PLACE PUBLIQUE / C’est tellement plaisant de donner de l’ouvrage aux autres.

Prenez Yvon Paré, qui vient de lancer le livre L’Orpheline de visage. Dans cet essai prenant la forme d’un dialogue imaginaire avec son amie disparue trop tôt, la romancière Nicole Houde, il trace un parallèle entre leurs destinées. Provenant de communautés forestières où l’idée de faire des études universitaires relevait de la coquetterie, pour employer un mot poli, ils ont fait de leurs projets d’écriture un moyen de concilier ces mondes apparemment irréconciliables.

Au fil des pages, un autre personnage apparaît. Un homme décédé depuis longtemps. Originaire de La Doré, tout comme Yvon Paré, Gilbert Langevin a joué le rôle de mentor lorsque son jeune compatriote s’est pointé dans la métropole. Lui qui connaissait tout le monde, dont les poèmes et les chansons avaient trouvé un écho favorable dès le début des années 1960, venait alors de remporter le prix Du Maurier avec le recueil Un peu plus d’ombre au dos de la falaise.

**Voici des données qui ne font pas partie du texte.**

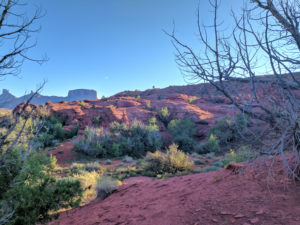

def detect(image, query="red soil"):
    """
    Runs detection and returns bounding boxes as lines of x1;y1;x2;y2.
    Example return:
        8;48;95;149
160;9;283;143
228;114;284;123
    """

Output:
52;159;300;225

« Après trois ou quatre bières, je retrouvais les histoires folles de mon enfance et osais être poète », écrit Yvon, que je me donne la permission de tutoyer parce que je l’ai côtoyé pendant plus de 20 ans au journal. Le livre renferme quelques souvenirs de leurs rencontres, juste assez pour rappeler à quel point Gilbert Langevin a été un personnage important sur la scène culturelle.

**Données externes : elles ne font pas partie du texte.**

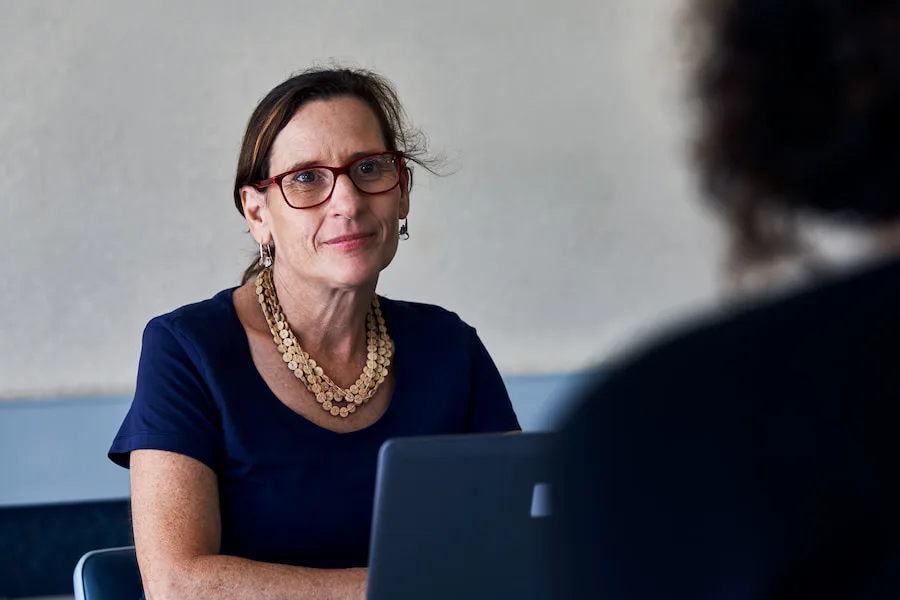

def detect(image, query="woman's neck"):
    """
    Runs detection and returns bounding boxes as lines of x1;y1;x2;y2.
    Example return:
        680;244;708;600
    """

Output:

On en parle encore, mais de loin en loin, comme d’un joueur de troisième trio qui aurait joué pour le Canadien dans les années 1960. Certes, un beau tour de chant a été présenté récemment à Jonquière, fondé sur ses textes. La Fabrique culturelle vient également de produire un joli reportage mariant archives et entrevues. Mais si un auteur a besoin d’un coup de projecteur, c’est bien lui.

Ce serait utile pour comprendre ce qui l’a poussé à migrer dans la grande ville, pourquoi il a écrit ce qu’il a écrit et pour saisir sa personnalité qui en a fait l’archétype de l’artiste bohème, une étiquette derrière laquelle se cache une réalité pas toujours romantique. Et c’est là qu’intervient Yvon, qui a fréquenté Gilbert Langevin pendant des décennies.

Il saurait le rendre dans toutes ses grosseurs, pour paraphraser Victor-Lévy Beaulieu, montrant ses flashs de brillance autant que ses errements, l’homme autant que l’artiste. « Toutes les attentes appellent une éclosion claire », a écrit le poète dans le recueil Ultimacolor paru en 1988, aux Éditions Sagamie/Québec. Qui sait ? Un jour prochain, peut-être que cette phrase aura valeur de prophétie.